March 22nd, 2010 @ 00:27

Last autumn I had to do some particularly cpu-time consuming but completely independant computations on thousands of pictures (namely computing SIFT keypoints on high resolution images). Using my laptop, it would have taken hundreds of hours to complete (it took about 20 minutes per image), but it could be easily done in a distributed manner on dozens of machines.

I thus started writing a little cloud-computing alike framework to handle the distributed computations in a safe manner : the machines I was intending to run my computations on were public-access machines and could get rebooted at any time, so the computation (let’s call it task from now on) that was started on it would never end.
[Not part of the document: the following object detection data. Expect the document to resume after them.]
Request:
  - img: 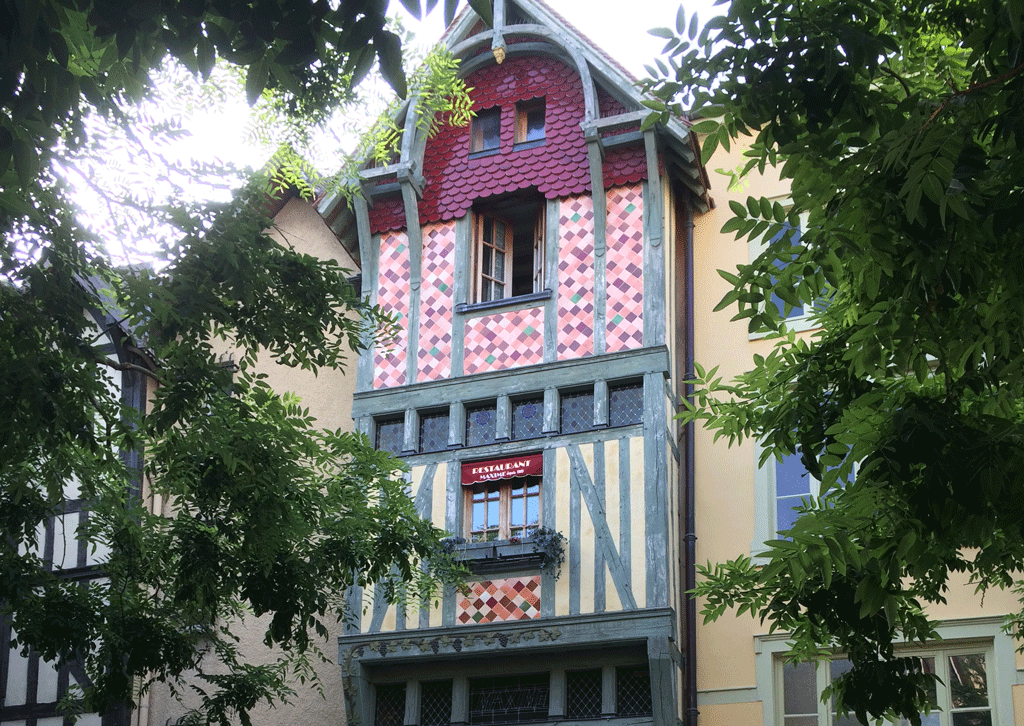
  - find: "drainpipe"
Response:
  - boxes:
[682,204,699,726]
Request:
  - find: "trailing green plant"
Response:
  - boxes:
[527,526,565,580]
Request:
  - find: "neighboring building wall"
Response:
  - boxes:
[146,191,358,726]
[694,137,1024,726]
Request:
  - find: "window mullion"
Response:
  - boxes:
[498,482,512,540]
[814,661,831,726]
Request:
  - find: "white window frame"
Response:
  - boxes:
[751,441,821,564]
[751,440,858,564]
[746,197,820,340]
[470,202,547,303]
[754,616,1017,726]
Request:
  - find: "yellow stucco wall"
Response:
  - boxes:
[693,137,1024,726]
[144,193,357,726]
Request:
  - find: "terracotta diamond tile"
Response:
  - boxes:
[605,184,643,353]
[456,574,541,625]
[374,231,412,388]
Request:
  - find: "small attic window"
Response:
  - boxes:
[469,106,502,154]
[515,98,544,146]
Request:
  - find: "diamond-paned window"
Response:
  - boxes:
[512,396,544,441]
[420,680,452,726]
[565,668,601,719]
[469,673,552,724]
[560,390,594,433]
[420,411,449,453]
[374,683,406,726]
[374,416,406,455]
[615,666,653,717]
[466,401,498,446]
[608,381,643,426]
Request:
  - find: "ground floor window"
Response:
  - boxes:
[462,454,544,542]
[778,647,993,726]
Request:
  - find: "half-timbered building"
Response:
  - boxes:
[319,0,709,726]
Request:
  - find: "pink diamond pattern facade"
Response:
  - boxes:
[456,574,541,626]
[417,224,455,381]
[463,307,544,375]
[605,184,643,353]
[558,197,594,360]
[374,231,411,388]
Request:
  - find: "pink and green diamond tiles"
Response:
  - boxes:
[374,231,411,388]
[464,307,544,375]
[605,184,643,353]
[456,574,541,625]
[558,197,594,360]
[417,223,455,381]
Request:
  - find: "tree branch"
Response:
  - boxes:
[921,63,1024,131]
[96,357,164,385]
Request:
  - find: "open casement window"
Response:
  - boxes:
[776,647,995,726]
[472,196,545,302]
[469,106,502,154]
[462,454,544,542]
[515,98,544,146]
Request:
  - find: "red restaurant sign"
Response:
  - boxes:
[462,454,544,485]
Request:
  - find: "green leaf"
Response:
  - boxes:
[246,58,269,105]
[374,31,409,98]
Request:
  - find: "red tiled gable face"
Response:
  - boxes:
[420,55,590,223]
[370,55,647,233]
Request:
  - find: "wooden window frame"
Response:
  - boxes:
[463,475,544,542]
[469,105,502,154]
[472,203,547,303]
[515,98,547,145]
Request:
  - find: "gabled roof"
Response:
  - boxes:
[319,0,712,248]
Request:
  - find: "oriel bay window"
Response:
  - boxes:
[462,454,544,542]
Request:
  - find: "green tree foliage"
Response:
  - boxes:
[650,0,1024,723]
[0,0,486,723]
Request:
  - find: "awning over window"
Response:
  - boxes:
[462,454,544,486]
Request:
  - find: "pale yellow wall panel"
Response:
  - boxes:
[603,564,623,612]
[580,443,597,612]
[580,502,597,612]
[407,466,427,501]
[380,605,396,633]
[555,449,570,615]
[630,436,647,607]
[697,601,767,691]
[697,700,767,726]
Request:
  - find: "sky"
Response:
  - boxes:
[182,0,724,171]
[67,0,722,261]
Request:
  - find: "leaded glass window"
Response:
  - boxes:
[565,668,601,719]
[560,390,594,433]
[469,673,551,724]
[608,381,643,426]
[420,680,452,726]
[466,401,498,446]
[374,683,406,726]
[615,666,653,716]
[420,411,449,453]
[374,416,406,455]
[512,396,544,440]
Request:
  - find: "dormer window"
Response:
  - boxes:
[515,98,544,148]
[469,106,502,154]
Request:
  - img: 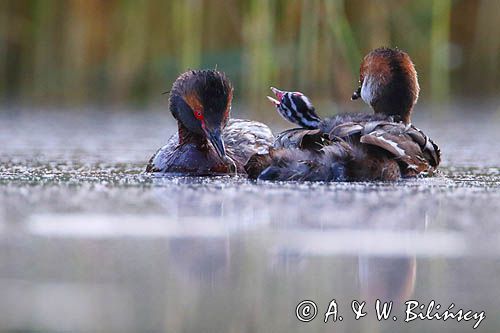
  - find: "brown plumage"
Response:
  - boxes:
[259,48,440,181]
[146,70,274,177]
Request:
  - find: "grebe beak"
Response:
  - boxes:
[205,128,226,162]
[351,86,361,101]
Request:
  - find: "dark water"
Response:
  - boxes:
[0,110,500,332]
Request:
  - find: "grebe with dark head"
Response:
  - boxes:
[259,48,440,181]
[146,70,274,176]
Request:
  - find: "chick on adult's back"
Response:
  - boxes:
[146,70,274,176]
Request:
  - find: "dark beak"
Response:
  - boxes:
[267,87,285,106]
[205,128,226,161]
[351,86,361,101]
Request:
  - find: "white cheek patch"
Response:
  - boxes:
[361,76,376,105]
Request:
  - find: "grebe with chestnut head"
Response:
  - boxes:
[259,48,440,181]
[146,70,274,176]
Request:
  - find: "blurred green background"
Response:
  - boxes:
[0,0,500,110]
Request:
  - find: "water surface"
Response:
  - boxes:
[0,109,500,332]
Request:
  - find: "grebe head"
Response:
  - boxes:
[267,87,321,129]
[169,70,233,161]
[352,47,420,123]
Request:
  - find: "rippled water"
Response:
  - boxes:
[0,109,500,332]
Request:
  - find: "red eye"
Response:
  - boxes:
[194,110,203,120]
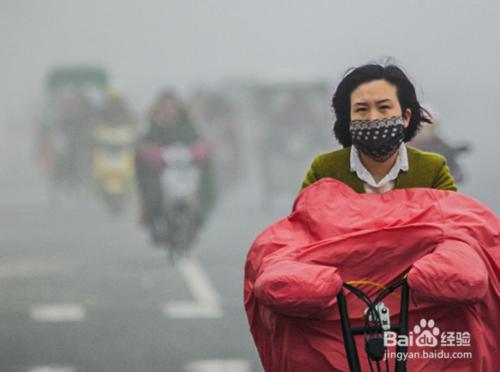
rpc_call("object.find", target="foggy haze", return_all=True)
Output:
[0,0,500,372]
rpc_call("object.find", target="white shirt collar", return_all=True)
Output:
[351,143,410,188]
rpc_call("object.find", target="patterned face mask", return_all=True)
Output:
[349,116,404,162]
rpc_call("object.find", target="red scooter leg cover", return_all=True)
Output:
[244,178,500,372]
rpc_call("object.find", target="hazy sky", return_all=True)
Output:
[0,0,500,115]
[0,0,500,208]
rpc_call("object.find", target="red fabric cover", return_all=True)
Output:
[244,178,500,372]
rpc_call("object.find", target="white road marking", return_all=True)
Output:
[163,257,222,319]
[29,366,76,372]
[185,359,250,372]
[30,304,87,322]
[0,259,75,279]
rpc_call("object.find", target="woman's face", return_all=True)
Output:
[351,80,411,128]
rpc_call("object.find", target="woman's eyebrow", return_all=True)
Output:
[354,102,368,106]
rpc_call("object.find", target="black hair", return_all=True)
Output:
[332,63,432,147]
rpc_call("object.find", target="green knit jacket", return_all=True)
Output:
[301,146,457,193]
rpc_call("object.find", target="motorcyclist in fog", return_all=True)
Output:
[136,91,215,242]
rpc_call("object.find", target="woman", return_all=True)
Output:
[301,64,457,194]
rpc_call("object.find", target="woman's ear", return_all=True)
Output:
[403,109,411,128]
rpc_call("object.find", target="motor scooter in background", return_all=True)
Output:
[92,124,135,215]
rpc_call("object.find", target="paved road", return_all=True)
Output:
[0,127,281,372]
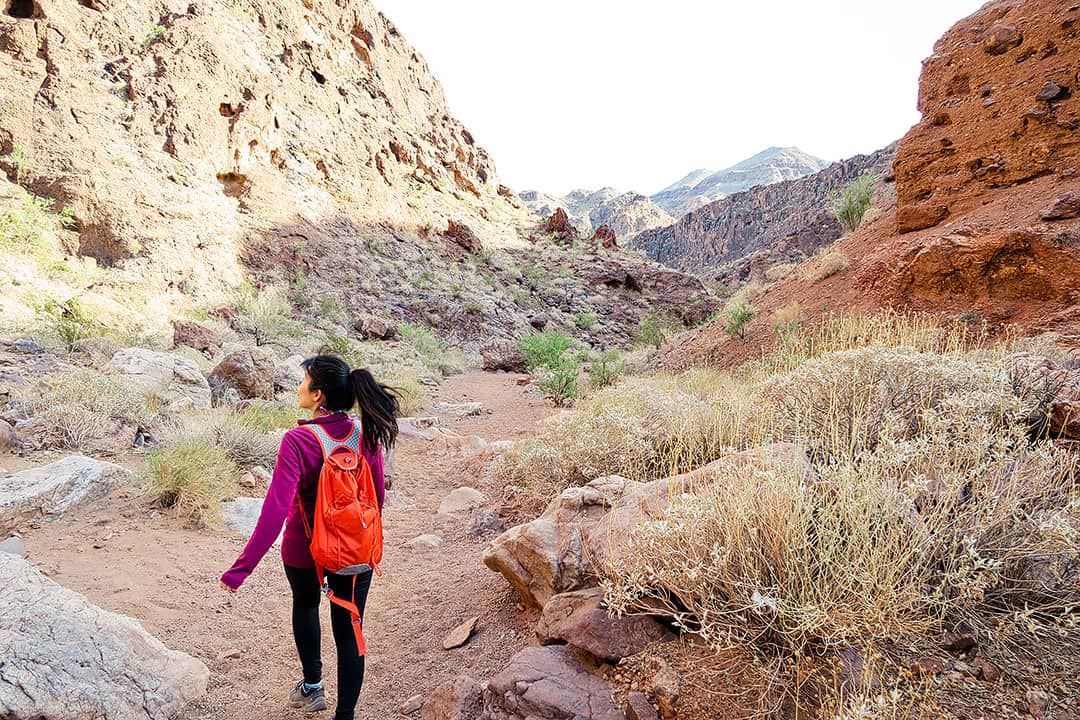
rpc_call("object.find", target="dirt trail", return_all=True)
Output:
[25,370,552,720]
There’s no trick here, the user defines his tasks, an entry point which sets off the initial tasks, and that’s it. The tasks are stored in a workqueue, which is handled by a master node, which assigns tasks to the other nodes (actually, the master server is split in two, the “heartbeat” server which monitors slaves status, and a taskqueue server from which the slaves pull their tasks). If a node does not complete a task within a user-defined amount of time, the master assigns it to another node. Yet, if the initial node manages to complete the task before the second one, the task gets completed anyway (this prevents infinite task respawning in case of an unexpectedly long task).

The tasks may use data stored in either a file-like storage or in a database. Since the whole thing is in Python without any runtime restriction, any arbitrary code or binary can be ran through this thing, which feels like a great pro versus frameworks where only a few languages are supported. A nice feature is that each task can be associated to a file pack (holding e.g. binaries which will be ran by the task) which is automatically deployed or cleaned when the task is started on the node.

Let’s also mention that the slaves are automatically deployed based on a simple configuration file (through ssh/scp) ; that applications are easy to deploy as well (the initial files, the entry points and al are defined in a single config file, form which the deploy tool automagically creates the file packs, updates the pack data to the heartbeat server and plugs the entry point into the taskqueue) and that there are only a few deps for the slaves (python and python-yaml), and not much awful ones for the various servers (mostly add sqlalchemy to the slaves deps).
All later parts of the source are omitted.